I sat there in the dark for what seemed like hours, unable to move, my limp dick still clutched in my nerveless fingers. I heard Johnny walk down the hall and out the door. I heard Heather straightening up my mother's bedroom. I heard my heart beating over and over again in my chest. I prayed it would stop, so I wouldn't have to face Heather, or my mother, or the kids at school, or anyone else ever again. Finally, I took a deep breath, then another, and slowly got up off the floor. I stuffed my shriveled dick back in my pants, cleaned myself off the best I could, put on a clean T-shirt, and then, after a long moments hesitation, opened the door to my room and ventured out to try and salvage some small vestige of my life.

I trudged into the living room just as the front door opened. My mother sauntered in with a big grin on her face and said hi to Heather and waved to me. She was half bagged, as usual, and I could only hope that she was drunk enough to forget what Heather was about to tell her by the time she woke up in the morning. I somehow doubted that my luck would ever be that good.

"And how did you and Wendel get along tonight, Heather?" my mother asked as Heather was putting on her coat and preparing to leave. "No problems I hope!"

Heather looked over at me standing forlornly in the entrance to the hallway. I held my breath, ready for what I knew was coming.

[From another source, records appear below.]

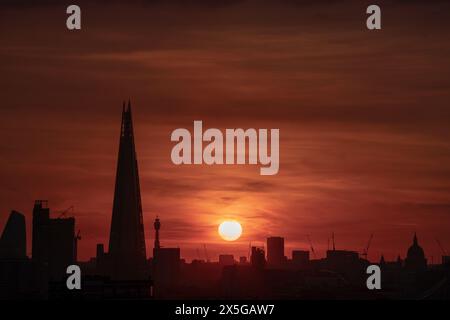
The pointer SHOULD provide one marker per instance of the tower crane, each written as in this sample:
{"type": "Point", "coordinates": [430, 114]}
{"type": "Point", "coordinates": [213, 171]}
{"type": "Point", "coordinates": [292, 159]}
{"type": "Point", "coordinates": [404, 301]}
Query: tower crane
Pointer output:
{"type": "Point", "coordinates": [310, 244]}
{"type": "Point", "coordinates": [63, 213]}
{"type": "Point", "coordinates": [441, 247]}
{"type": "Point", "coordinates": [366, 249]}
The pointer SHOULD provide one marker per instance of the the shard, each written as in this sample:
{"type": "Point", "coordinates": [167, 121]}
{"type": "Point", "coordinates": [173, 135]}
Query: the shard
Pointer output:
{"type": "Point", "coordinates": [127, 242]}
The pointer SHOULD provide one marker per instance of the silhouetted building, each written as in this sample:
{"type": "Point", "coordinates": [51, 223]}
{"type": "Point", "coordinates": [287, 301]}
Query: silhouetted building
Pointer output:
{"type": "Point", "coordinates": [258, 259]}
{"type": "Point", "coordinates": [300, 258]}
{"type": "Point", "coordinates": [166, 270]}
{"type": "Point", "coordinates": [127, 254]}
{"type": "Point", "coordinates": [157, 226]}
{"type": "Point", "coordinates": [242, 260]}
{"type": "Point", "coordinates": [54, 241]}
{"type": "Point", "coordinates": [415, 259]}
{"type": "Point", "coordinates": [226, 260]}
{"type": "Point", "coordinates": [446, 260]}
{"type": "Point", "coordinates": [13, 240]}
{"type": "Point", "coordinates": [275, 251]}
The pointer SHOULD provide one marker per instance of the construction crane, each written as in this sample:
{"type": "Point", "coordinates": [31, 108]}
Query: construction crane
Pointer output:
{"type": "Point", "coordinates": [198, 254]}
{"type": "Point", "coordinates": [366, 249]}
{"type": "Point", "coordinates": [441, 247]}
{"type": "Point", "coordinates": [310, 244]}
{"type": "Point", "coordinates": [63, 213]}
{"type": "Point", "coordinates": [334, 244]}
{"type": "Point", "coordinates": [206, 253]}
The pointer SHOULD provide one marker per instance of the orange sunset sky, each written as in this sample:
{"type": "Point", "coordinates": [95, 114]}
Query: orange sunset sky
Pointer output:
{"type": "Point", "coordinates": [363, 116]}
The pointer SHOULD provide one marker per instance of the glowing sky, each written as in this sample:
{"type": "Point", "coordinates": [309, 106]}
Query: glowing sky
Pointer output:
{"type": "Point", "coordinates": [363, 117]}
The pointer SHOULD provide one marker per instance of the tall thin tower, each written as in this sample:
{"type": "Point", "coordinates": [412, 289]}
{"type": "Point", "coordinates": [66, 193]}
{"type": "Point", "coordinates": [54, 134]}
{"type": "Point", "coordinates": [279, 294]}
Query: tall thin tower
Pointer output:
{"type": "Point", "coordinates": [157, 245]}
{"type": "Point", "coordinates": [126, 240]}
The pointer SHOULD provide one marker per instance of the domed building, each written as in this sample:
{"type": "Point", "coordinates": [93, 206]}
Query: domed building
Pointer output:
{"type": "Point", "coordinates": [415, 259]}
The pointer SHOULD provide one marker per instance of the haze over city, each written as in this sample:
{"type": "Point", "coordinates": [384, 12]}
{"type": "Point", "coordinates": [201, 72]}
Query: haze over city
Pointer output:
{"type": "Point", "coordinates": [363, 117]}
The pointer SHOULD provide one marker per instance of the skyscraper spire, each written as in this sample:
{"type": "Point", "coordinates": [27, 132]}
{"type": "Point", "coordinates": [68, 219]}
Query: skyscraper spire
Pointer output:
{"type": "Point", "coordinates": [127, 241]}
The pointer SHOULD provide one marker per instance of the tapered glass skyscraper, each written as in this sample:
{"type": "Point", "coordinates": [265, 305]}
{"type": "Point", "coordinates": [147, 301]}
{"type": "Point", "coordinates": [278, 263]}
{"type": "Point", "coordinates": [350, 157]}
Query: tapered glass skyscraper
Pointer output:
{"type": "Point", "coordinates": [127, 241]}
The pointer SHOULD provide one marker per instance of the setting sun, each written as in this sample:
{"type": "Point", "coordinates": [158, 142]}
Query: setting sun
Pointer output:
{"type": "Point", "coordinates": [230, 230]}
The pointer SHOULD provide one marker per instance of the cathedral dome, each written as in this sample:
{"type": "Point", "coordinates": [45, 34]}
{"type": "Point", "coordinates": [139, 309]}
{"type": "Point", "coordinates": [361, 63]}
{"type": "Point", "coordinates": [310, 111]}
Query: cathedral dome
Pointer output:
{"type": "Point", "coordinates": [415, 251]}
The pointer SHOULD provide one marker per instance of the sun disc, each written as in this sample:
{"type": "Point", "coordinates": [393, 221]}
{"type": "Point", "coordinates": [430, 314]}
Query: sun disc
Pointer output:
{"type": "Point", "coordinates": [230, 230]}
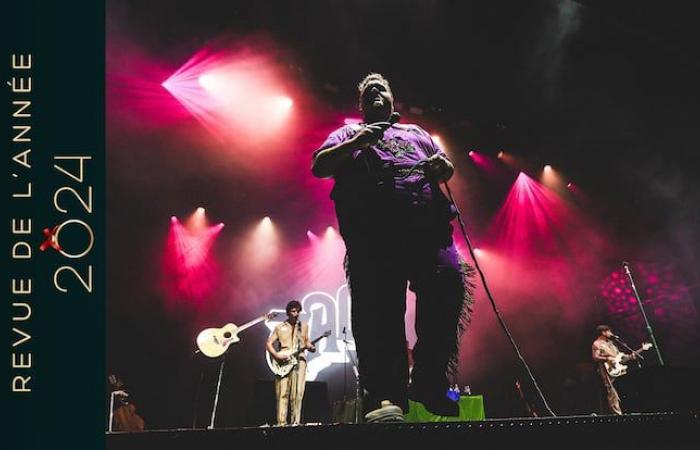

"No problems at all, Mrs. Bates," Heather smiled sweetly at my mother and buttoned the last button of her heavy gray coat. "Wendel behaved just as I expected."

WHAT? Was I dreaming again? Heather sauntered over to me and, before I could react, gave me a tender little kiss on my cheek! Before she pulled her face away from mine, she whispered very softly in my ear:

"I knew you’d be there, Wendel. Was I more fun than Pamela?"

And then she was out the door and gone!

If I live to be 100, I swear, I'll never understand women.